I don’t know what’ll happen in this situation. She’s not a danger to our home, like some severely emotionally disturbed children have been; she’s just a supremely difficult child. Her thievery invited the Department of Juvenile Justice into her life plus the very capable local adolescent mental health services. They used a team of counselors to absolutely no avail; they never felt as if they got through to her.

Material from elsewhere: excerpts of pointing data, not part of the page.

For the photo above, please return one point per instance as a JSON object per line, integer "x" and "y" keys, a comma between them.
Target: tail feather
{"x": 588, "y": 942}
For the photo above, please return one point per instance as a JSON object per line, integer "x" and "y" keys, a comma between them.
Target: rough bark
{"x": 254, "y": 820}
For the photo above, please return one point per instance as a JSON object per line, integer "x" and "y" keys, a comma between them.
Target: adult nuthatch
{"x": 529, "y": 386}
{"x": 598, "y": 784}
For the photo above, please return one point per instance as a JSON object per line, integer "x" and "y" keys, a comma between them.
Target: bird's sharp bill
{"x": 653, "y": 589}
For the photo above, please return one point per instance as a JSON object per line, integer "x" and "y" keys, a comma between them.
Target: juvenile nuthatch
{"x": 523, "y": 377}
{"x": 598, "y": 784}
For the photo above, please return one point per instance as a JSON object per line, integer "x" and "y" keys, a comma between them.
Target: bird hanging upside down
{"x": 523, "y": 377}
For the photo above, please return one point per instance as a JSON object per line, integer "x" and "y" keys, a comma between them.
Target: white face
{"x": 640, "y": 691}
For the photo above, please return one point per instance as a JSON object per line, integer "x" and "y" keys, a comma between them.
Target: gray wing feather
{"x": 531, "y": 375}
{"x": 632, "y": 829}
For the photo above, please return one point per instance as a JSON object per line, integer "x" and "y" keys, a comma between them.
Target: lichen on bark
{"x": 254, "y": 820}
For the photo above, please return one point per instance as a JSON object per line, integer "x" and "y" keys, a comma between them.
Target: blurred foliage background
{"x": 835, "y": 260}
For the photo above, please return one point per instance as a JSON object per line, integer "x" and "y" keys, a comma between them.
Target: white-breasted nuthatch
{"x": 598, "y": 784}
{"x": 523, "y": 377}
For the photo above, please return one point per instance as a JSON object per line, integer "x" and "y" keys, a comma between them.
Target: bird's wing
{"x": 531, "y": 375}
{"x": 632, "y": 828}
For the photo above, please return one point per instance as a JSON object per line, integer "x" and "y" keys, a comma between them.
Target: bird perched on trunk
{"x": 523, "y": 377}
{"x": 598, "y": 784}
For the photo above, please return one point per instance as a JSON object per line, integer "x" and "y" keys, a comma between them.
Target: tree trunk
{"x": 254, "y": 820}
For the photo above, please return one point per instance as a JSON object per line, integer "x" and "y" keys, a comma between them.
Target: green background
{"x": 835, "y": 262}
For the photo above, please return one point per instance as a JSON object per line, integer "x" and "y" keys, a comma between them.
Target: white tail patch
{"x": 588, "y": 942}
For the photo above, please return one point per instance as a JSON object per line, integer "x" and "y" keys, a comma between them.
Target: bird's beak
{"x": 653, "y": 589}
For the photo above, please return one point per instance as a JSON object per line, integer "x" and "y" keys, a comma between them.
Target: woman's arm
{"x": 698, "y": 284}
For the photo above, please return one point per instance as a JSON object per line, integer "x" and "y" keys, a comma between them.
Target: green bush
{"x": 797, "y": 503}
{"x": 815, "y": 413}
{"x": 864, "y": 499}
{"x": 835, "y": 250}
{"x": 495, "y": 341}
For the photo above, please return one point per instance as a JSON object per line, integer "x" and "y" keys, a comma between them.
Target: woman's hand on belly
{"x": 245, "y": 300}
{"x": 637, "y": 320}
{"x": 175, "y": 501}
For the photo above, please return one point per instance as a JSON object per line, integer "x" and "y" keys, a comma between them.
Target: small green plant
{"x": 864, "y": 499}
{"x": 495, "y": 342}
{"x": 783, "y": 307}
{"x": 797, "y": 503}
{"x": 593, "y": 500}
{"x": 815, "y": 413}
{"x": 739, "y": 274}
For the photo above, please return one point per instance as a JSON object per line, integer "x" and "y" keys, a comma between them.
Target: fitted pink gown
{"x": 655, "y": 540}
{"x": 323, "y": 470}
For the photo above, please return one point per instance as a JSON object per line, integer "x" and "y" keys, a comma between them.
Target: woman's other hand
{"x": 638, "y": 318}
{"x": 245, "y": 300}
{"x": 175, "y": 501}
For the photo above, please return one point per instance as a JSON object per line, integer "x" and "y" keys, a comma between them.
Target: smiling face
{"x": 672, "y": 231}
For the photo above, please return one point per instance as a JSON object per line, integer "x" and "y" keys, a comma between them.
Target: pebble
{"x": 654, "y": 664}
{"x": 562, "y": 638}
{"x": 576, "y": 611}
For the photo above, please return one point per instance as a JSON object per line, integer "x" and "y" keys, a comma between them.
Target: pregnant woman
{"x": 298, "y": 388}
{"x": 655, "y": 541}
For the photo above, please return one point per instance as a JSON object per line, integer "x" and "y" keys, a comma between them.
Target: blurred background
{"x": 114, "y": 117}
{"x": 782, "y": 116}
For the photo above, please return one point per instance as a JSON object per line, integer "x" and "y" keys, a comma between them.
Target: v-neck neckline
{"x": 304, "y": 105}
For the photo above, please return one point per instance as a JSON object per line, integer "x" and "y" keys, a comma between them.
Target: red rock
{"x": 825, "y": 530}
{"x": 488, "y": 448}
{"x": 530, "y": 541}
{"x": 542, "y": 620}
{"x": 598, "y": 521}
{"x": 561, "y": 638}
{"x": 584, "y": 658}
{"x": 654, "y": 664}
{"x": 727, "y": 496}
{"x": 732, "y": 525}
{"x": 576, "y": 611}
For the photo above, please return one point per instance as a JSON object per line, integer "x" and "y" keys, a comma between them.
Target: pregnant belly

I understood their frustration: I shared it as well. This young lady would have had to grow a conscience for anyone to make any progress with her. Just as my three other severely disturbed children, all in lock-down situations, either punitive or psychiatric, the chances for success are slim.
I’m believing, with my usual goofy mix of optimism and positive thinking, that with maturity will come reasoning abilities someday. In the meantime, I’ll keep seeking resources, residential placements and the help that they so obviously need.